As the US central bank continued to battle the worst outbreak of inflation in 40 years, the Fed announced four additional rate hikes this year, pegging the benchmark federal funds rates to 3.75%-4% in November.
However, the rise in US interest rates had a global negative impact. The US dollar surpassed other global currencies to reach a two-decade high. Though the US dollar has appreciated since mid-2021, most of the rapid rate of increase has occurred since the Fed began raising rates.
US rate hike caused a withdrawal of investment from emerging economies. This is due to investors shifting to the perceived safety of the US dollar, which is now more attractive with higher interest rates.

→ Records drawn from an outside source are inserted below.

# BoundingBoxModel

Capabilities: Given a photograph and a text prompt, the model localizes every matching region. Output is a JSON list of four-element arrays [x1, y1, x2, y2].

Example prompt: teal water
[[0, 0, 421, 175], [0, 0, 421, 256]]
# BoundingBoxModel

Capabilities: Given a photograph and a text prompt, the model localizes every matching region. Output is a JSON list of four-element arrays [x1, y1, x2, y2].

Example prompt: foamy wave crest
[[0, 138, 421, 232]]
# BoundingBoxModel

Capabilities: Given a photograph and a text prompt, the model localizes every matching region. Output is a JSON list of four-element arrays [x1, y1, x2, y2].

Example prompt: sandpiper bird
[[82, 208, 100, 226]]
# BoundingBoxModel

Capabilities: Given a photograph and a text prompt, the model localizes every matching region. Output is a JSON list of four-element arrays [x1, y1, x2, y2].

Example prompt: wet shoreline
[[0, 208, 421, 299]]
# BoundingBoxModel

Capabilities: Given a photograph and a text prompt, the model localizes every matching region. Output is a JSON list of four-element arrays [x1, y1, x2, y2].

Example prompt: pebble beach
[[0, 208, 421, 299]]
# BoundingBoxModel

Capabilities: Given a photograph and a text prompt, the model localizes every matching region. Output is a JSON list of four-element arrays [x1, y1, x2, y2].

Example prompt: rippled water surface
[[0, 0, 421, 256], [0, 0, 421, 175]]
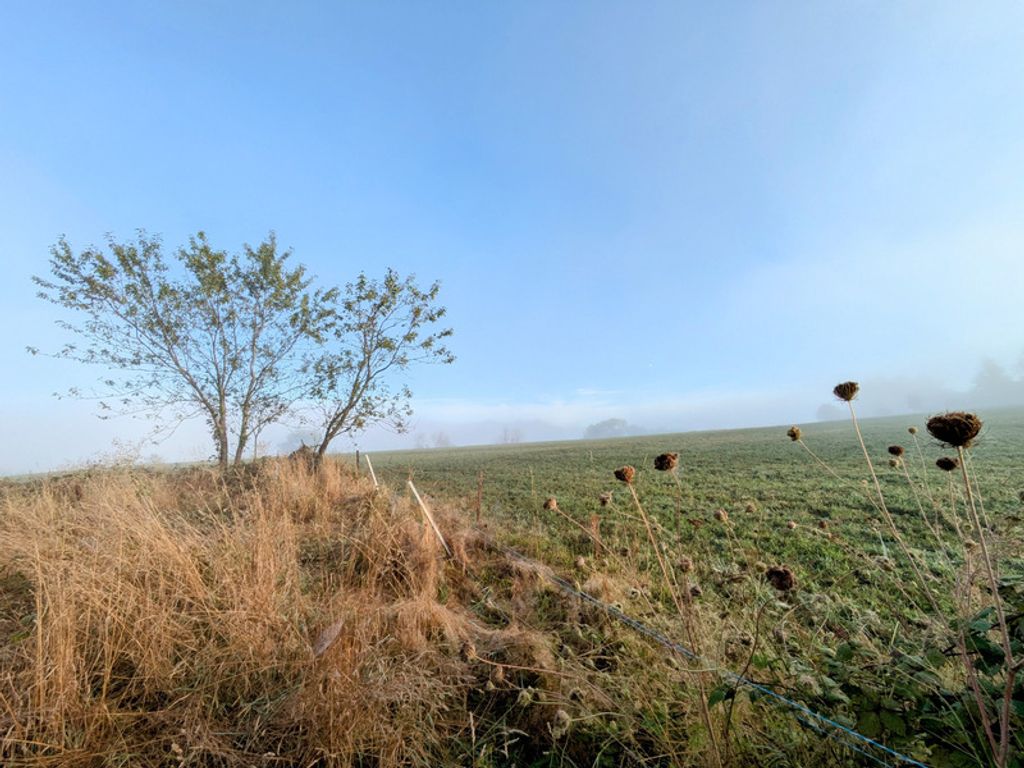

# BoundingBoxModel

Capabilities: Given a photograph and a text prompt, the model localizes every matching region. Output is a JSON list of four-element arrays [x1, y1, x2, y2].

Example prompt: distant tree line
[[29, 231, 455, 468]]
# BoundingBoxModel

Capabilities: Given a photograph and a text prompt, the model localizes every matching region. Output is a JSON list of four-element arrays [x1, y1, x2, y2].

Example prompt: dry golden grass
[[0, 461, 598, 766]]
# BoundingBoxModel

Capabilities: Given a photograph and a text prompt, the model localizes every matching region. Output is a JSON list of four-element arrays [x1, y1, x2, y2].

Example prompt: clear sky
[[0, 0, 1024, 472]]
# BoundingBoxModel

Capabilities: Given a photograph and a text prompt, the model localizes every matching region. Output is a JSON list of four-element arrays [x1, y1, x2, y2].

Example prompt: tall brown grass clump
[[0, 461, 561, 766]]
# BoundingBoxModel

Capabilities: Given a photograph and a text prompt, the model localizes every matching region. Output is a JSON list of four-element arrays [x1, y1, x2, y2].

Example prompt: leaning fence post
[[409, 480, 452, 557], [362, 456, 380, 488]]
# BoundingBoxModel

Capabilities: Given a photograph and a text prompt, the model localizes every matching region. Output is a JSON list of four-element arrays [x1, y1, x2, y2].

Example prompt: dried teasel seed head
[[654, 454, 679, 472], [833, 381, 860, 402], [927, 411, 981, 447], [765, 565, 797, 592]]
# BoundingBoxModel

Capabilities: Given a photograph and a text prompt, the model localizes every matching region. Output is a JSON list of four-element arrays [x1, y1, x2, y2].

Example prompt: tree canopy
[[30, 231, 454, 467]]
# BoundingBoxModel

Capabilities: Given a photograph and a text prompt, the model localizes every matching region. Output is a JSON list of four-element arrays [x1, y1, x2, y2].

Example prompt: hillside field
[[0, 410, 1024, 768]]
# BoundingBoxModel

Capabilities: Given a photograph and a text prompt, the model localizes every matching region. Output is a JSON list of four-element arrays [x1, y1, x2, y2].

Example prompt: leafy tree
[[308, 269, 455, 458], [30, 231, 338, 467]]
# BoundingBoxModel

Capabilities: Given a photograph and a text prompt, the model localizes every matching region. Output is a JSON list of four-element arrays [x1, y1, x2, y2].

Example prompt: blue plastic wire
[[477, 528, 928, 768]]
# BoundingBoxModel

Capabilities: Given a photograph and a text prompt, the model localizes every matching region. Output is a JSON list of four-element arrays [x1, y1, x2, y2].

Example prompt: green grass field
[[372, 410, 1024, 765]]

Taking cues from the US Fed, central banks across the globe simultaneously increased the interest rates to rein in inflation. This has raised worries all over the world, that it may be edging towards a recession in 2023 and a string of financial crises in emerging markets.

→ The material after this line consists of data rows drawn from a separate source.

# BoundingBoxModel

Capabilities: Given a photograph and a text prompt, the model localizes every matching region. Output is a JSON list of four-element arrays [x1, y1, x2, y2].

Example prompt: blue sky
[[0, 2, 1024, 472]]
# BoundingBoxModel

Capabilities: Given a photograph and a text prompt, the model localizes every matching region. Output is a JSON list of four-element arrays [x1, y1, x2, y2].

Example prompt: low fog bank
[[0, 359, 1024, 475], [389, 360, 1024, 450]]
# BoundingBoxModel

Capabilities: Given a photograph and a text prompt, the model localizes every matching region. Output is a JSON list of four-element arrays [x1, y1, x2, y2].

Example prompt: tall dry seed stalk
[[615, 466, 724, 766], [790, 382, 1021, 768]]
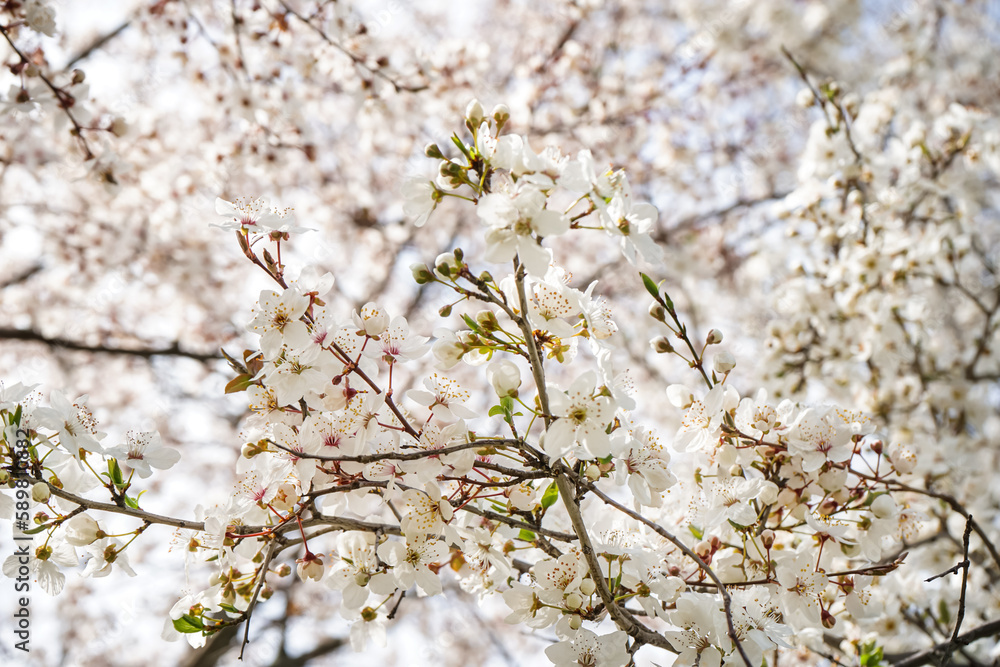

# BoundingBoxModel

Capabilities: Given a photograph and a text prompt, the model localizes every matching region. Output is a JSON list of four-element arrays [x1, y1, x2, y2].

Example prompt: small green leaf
[[174, 614, 205, 634], [858, 641, 882, 667], [219, 348, 247, 373], [639, 273, 660, 301], [938, 599, 951, 625], [21, 523, 52, 535], [541, 482, 559, 509], [226, 375, 253, 394], [462, 314, 483, 335], [108, 459, 125, 489]]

The Fed decision also weighed on global commodity prices. Commodity prices and interest rates are inversely related due to the cost of financing stockpiles. When interest rates move higher, commodity prices tend to move lower because of an increase in cost associated with holding inventories.

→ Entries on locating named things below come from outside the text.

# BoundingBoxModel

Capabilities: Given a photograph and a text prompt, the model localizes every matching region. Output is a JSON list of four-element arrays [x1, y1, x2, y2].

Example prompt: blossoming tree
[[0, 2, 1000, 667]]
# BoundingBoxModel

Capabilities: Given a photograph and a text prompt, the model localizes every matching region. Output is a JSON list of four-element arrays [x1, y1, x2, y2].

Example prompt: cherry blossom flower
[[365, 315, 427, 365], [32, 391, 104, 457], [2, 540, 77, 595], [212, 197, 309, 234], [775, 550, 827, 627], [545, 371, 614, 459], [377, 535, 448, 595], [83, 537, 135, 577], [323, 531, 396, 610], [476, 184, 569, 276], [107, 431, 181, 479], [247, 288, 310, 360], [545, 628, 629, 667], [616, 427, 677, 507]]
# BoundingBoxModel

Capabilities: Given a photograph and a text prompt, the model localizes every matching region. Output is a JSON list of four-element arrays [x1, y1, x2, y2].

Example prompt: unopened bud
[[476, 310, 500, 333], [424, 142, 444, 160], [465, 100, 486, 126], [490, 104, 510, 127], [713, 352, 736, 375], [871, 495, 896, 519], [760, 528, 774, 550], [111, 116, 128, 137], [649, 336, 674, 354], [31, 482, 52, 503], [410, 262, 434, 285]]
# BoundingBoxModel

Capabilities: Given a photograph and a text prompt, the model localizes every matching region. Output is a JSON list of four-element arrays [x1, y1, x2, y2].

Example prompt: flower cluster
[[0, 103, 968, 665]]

When the central bank starts raising rates, bullion prices are largely on the weaker side. Since March, Gold in the key London market has lost more than 22 percent, while silver prices lost about 19 percent so far. An increase in interest rate typically more adverse impact on interest-free commodities like bullion.
Base metals like Copper, Aluminium, Lead, and Zinc also lost heavily on demand concerns. In the key London Metal Exchange, copper prices lost more than 27 percent while aluminium lost about 44 percent from its March highs. A similar trend was witnessed in Lead and Zinc prices as well. Mounting concerns over slowing demand from the top commodity consumer China, and a strong US dollar also weighed down the metal complex.
In the energy commodities, crude oil prices shed more than 31 percent since March. Moderate demand outlook amid recession concerns in several economies and steady output from key producers also helped to cool down prices. Natural gas prices also corrected lower but were extremely volatile due to supply threats from the key exporter Russia.
The strong US currency continues to weigh global commodity prices. The dollar index, which measures the value of the US dollar relative to other currencies, gained more than 15 percent from March when Fed started hiking rates.
Since the US greenback is the benchmark pricing mechanism for most commodities when the dollar appreciates the prices of commodities measured in other currencies rise. This causes an increase in raw materials that eventually tends to a decline in demand.
Meanwhile, the Fed has signalled that its aggressive campaign to tackle inflation nearing its final phase. But rate hikes in smaller increments are expected until the inflation levels back to normal. This may continue to blow the global economy and demand for commodities.